By Andrea Shalal
WASHINGTON (Reuters) - The Pentagon's plans to fund 50 percent more F-35 fighter jets in fiscal 2016 will help drive down the price of the new plane and its engine, a top official at engine maker Pratt & Whitney, a unit of United Technologies Corp (N:UTX), said on Thursday.
Bennett Croswell, president of Pratt's military engines division, said the company had submitted a proposal for the ninth and tenth batches of engines to the F-35 programme office, and he hoped to sign those agreements by the end of 2015.
The previous two production agreements lowered the cost of the engine by nearly 8 percent, Croswell said, noting that further reductions were planned for the contracts now under discussion - 60 engines in the ninth batch and 100 in the tenth.
Pratt said it has cut the cost of the F135 engine by 55 percent since its first delivery.
The U.S. government signs separate production agreements with Lockheed Martin Corp (N:LMT), which builds the plane, and Pratt, which builds the engine. The Pentagon plans to spend nearly $400 billion to develop and build 2,457 of the radar-evading warplanes over the next two decades.

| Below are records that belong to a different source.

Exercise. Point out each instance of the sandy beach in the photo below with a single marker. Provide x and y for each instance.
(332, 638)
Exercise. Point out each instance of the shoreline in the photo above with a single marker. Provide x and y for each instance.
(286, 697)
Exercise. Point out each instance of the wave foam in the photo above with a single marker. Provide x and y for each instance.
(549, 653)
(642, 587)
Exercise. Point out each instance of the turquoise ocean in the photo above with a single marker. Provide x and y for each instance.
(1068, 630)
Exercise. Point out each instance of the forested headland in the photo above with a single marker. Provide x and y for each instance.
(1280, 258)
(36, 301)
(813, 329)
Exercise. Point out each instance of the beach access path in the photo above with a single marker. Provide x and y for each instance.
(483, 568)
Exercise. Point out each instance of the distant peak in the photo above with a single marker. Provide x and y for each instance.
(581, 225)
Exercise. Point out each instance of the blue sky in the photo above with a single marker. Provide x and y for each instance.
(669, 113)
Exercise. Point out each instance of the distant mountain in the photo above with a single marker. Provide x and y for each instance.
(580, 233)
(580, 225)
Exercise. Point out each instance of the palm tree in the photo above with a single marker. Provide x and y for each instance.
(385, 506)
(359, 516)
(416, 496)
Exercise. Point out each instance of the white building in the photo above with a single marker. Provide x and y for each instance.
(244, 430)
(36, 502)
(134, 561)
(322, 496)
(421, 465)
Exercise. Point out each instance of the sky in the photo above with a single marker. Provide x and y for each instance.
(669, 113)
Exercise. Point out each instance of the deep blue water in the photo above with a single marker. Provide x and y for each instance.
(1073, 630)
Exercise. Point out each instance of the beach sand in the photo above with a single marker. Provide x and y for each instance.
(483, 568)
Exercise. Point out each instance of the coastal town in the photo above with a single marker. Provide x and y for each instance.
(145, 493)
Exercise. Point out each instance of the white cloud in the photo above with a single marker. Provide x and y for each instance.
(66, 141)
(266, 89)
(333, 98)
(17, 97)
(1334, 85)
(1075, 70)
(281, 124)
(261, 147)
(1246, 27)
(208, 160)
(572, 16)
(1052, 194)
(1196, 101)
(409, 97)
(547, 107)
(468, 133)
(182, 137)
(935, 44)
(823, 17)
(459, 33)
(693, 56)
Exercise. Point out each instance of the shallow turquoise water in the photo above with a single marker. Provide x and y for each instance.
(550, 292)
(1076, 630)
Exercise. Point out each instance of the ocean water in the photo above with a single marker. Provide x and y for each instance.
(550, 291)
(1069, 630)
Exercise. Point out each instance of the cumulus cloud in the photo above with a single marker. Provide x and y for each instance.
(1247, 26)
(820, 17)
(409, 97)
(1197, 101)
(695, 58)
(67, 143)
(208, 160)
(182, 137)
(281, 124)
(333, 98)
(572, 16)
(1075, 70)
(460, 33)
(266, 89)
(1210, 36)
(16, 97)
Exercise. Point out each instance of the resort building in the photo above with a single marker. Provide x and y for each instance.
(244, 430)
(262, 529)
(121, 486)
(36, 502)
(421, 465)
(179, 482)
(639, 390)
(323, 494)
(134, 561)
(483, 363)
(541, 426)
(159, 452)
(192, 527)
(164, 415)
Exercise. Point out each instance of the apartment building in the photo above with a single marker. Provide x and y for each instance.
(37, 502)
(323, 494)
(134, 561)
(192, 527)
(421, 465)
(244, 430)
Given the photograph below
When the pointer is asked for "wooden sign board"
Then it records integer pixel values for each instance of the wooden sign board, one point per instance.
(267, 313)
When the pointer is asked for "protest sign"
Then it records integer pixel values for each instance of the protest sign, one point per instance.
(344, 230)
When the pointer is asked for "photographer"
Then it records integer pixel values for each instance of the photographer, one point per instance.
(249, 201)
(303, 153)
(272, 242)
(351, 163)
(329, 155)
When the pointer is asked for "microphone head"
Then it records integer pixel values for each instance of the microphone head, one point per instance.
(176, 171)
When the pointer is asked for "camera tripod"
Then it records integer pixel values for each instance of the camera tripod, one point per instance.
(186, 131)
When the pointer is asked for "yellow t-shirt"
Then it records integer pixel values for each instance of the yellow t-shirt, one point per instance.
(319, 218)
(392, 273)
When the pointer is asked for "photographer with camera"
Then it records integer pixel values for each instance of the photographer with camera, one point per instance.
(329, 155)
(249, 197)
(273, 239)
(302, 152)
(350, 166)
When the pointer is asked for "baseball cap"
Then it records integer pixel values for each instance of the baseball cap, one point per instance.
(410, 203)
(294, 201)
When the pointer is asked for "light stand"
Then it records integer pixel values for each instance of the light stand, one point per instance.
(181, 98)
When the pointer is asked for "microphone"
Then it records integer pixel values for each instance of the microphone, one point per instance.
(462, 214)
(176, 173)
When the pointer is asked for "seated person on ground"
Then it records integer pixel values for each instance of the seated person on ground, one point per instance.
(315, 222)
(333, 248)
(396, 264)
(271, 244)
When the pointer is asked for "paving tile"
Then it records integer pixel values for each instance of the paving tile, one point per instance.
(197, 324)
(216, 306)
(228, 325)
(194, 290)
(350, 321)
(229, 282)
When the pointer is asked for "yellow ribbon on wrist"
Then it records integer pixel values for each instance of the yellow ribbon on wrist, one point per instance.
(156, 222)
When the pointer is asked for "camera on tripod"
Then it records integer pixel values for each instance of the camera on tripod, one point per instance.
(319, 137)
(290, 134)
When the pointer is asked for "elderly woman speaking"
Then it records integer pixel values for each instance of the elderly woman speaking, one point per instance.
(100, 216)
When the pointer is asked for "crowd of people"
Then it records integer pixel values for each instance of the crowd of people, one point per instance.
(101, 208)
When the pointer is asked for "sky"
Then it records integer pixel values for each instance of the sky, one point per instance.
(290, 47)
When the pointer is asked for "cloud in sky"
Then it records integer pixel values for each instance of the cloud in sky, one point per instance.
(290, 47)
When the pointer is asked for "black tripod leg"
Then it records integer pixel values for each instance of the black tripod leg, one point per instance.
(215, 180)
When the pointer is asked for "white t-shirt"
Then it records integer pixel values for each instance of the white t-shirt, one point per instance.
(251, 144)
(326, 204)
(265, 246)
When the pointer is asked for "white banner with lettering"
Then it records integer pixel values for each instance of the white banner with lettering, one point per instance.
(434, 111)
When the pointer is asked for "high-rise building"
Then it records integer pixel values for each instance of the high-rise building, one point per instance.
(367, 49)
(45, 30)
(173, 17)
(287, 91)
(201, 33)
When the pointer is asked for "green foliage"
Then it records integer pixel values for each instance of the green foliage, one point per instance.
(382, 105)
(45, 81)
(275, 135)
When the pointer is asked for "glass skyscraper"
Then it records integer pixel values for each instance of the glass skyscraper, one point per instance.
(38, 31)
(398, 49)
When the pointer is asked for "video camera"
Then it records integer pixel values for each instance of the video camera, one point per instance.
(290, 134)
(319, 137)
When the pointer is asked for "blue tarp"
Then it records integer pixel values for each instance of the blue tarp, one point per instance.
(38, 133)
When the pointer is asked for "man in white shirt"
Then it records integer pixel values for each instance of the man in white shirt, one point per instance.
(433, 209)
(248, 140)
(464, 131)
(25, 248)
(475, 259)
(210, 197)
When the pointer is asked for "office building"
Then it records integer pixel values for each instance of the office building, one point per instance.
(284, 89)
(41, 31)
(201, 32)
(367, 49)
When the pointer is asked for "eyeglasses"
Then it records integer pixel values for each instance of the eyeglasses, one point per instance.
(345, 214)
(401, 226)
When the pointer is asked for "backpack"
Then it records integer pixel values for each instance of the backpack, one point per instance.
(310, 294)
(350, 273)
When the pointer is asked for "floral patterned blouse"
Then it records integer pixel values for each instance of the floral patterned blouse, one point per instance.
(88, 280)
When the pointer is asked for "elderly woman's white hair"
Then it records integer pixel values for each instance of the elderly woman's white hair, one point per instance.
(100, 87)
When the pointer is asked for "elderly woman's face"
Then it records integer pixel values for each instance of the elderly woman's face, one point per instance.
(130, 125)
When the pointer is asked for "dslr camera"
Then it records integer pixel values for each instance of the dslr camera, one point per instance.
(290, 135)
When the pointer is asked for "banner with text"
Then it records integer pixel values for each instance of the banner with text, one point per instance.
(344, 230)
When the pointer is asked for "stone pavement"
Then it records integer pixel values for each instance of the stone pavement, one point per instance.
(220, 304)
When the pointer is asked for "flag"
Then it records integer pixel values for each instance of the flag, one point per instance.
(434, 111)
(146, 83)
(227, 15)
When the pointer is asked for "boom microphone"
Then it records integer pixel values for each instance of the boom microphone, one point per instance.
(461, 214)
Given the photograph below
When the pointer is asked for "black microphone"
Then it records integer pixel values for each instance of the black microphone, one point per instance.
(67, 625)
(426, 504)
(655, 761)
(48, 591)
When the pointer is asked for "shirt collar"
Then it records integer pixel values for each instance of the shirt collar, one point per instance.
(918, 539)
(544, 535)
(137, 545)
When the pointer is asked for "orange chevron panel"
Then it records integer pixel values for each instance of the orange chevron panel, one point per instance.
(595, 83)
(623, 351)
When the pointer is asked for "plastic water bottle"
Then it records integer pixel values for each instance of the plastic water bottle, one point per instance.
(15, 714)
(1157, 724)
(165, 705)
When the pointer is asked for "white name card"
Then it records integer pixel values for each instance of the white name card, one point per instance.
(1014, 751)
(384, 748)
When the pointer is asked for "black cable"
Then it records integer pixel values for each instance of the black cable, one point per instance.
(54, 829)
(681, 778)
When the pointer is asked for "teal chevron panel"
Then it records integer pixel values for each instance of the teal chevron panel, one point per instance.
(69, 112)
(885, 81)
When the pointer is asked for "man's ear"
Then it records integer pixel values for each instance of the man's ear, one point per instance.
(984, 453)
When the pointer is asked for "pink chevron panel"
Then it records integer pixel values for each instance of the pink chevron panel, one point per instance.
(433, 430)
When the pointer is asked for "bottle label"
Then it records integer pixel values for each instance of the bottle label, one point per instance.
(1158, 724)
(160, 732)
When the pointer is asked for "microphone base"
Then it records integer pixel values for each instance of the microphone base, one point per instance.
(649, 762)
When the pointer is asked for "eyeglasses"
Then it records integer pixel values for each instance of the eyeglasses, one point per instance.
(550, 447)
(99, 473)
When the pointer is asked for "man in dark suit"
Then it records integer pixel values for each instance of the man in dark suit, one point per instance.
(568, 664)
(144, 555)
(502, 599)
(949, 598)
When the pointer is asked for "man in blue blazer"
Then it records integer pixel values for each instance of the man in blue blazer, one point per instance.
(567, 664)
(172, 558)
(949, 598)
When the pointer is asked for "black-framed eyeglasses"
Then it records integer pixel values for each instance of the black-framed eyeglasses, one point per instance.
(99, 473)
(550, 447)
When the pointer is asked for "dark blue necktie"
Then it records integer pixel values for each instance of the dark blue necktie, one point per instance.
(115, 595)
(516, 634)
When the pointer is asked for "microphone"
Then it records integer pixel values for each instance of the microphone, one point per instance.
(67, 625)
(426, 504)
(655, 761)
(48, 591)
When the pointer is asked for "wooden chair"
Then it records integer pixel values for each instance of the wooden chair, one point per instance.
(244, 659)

Croswell welcomed the start of a long-delayed increase in production of the F-35 in the fiscal 2016 budget, which funds 57 jets after 38 a year earlier, and said it would help Pratt, Lockheed and other key suppliers drive down the plane's cost.
Pratt and Rolls-Royce Holdings Plc (L:RR), which makes the lift fan for the F-35 B-model, are finalising plans for further reducing the engine's cost, Croswell said. He gave no details.
Lockheed and the other key suppliers for the airframe - Northrop Grumman Corp (N:NOC) and BAE Systems Plc (L:BAES) -launched a similar effort last summer, which maps out specific investments to reduce the cost to build and repair the planes.
Croswell said Pratt had also developed plans to upgrade the F135 engine in two separate phases.
If the Pentagon accepts and funds the plans, the first upgrades would begin in 2017 or 2018 and reduce the fuel burn of the engine by 5 to 7 percent, Croswell said. The next upgrades would begin around 2022, cutting fuel burn by a further 15 to 20 percent.
The upgrades draw on research work funded by the Air Force and the Navy in recent years. The Air Force included funding for more work on a next-generation engine in its 2016 budget plan.